SQLMesh VS Code Extension: Architecture, Stack & Delivery
Built a VS Code extension to execute and visualize fetchdf commands in-editor. Built with SQLMesh, TypeScript, VS Code API.
By Yogendra Raghuvanshi
Introduction
In this article I break down how I designed and delivered SQLMesh VS Code Extension — from the original business pain point through architecture, technology choices, implementation phases, and lessons learned. This is the same project featured in my portfolio's Built Solutions section, documented here in full technical depth for engineers, architects, and hiring managers who want to understand how the work was actually done.
I led this initiative as part of my broader program delivery work across enterprise AI, data platforms, and analytics transformation. The approach reflects how I operate: start with the business outcome, choose the minimum viable architecture, instrument everything, and iterate with real users.
Business problem
Developers context-switched between IDE and pipeline tools to run SQLMesh commands.
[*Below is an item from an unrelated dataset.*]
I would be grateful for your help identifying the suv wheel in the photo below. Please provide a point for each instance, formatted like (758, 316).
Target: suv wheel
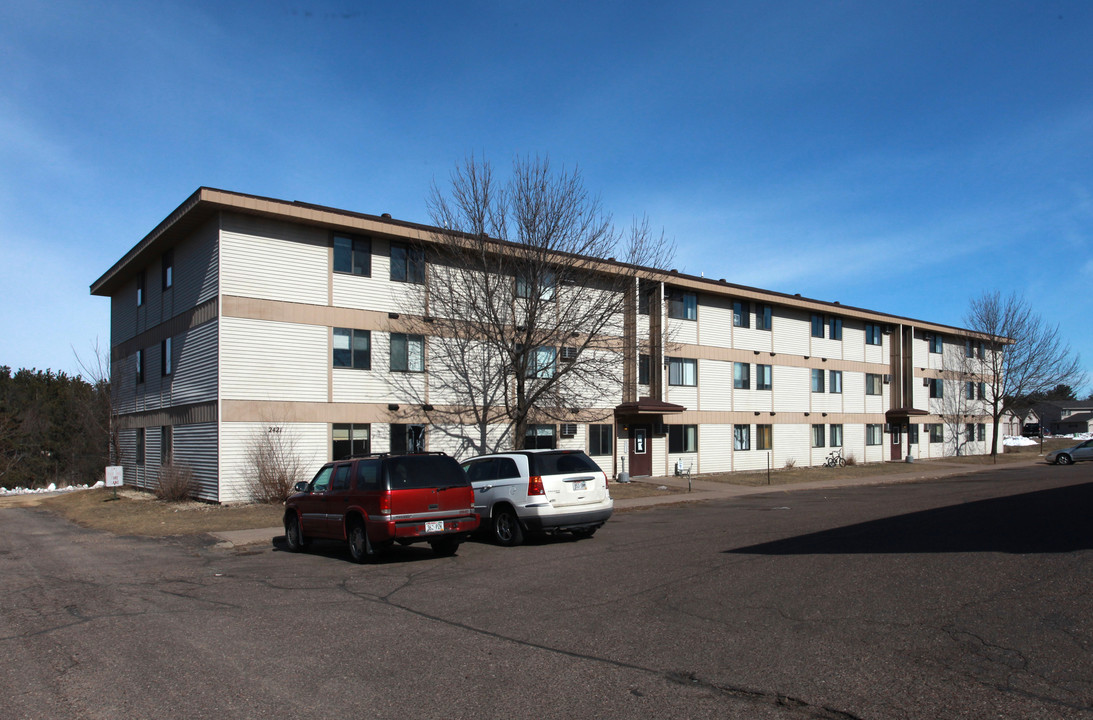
(293, 534)
(506, 528)
(360, 549)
Built a VS Code extension to execute and visualize fetchdf commands in-editor.
Architecture decisions
Key design choices that shaped reliability, performance, and maintainability of the solution.
- Executes CLI in workspace context for correct SQLMesh project root
- Limits row preview for performance on large results
- Secrets never stored in extension settings
Technology stack in depth
This project was built with SQLMesh, TypeScript, VS Code API. Each technology was selected for a specific role in the architecture — not because it was trendy, but because it solved a measured bottleneck.
- SQLMesh: production component with documented integration patterns and operational runbooks
- TypeScript: production component with documented integration patterns and operational runbooks
- VS Code API: production component with documented integration patterns and operational runbooks
Implementation timeline
Delivery followed phased milestones with explicit deliverables at each gate. This kept stakeholders aligned and made progress auditable for program reviews.
- Extension scaffold (1 week): VS Code API integration and SQLMesh CLI wrapper.
- → Extension boilerplate
- → Command palette hooks
- fetchdf execution (2 weeks): Run models and render dataframe preview in webview panel.
- → Command runner
- → Output panel
- → Error surfacing
- Team rollout (1 week): Internal docs and pairing sessions with data engineers.
- → README
- → Demo video
- → Adoption tracking
Extension architecture
The extension wraps the SQLMesh CLI in the VS Code workspace context so commands always run against the correct project root. A webview panel renders dataframe previews with row limits for performance on large result sets.
Secrets are never stored in extension settings — connection strings remain in environment variables or SQLMesh config files managed by the platform team.
- Command palette: SQLMesh Run Model, SQLMesh Fetch DF, SQLMesh Plan
- CLI stdout/stderr surfaced in integrated terminal with error highlighting
- Preview capped at 1,000 rows with export-to-CSV option
- Workspace-aware project root detection via sqlmesh.yaml
Adoption and impact
Developer experience investments compound. After internal rollout with pairing sessions and a demo video, iteration cycles on pipeline models dropped because engineers no longer context-switched to terminal-only workflows.
Business outcomes
Reduced developer friction and accelerated pipeline iteration.
Success was measured against adoption, latency/throughput targets, and stakeholder feedback — not just deployment dates. Program reviews tracked these KPIs alongside technical milestones.
Lessons learned
Developer experience investments compound across data platform adoption.
If I were starting again, I would invest even earlier in observability and golden test sets. The cost of retrofitting guardrails after pilot launch always exceeds building them in from day one.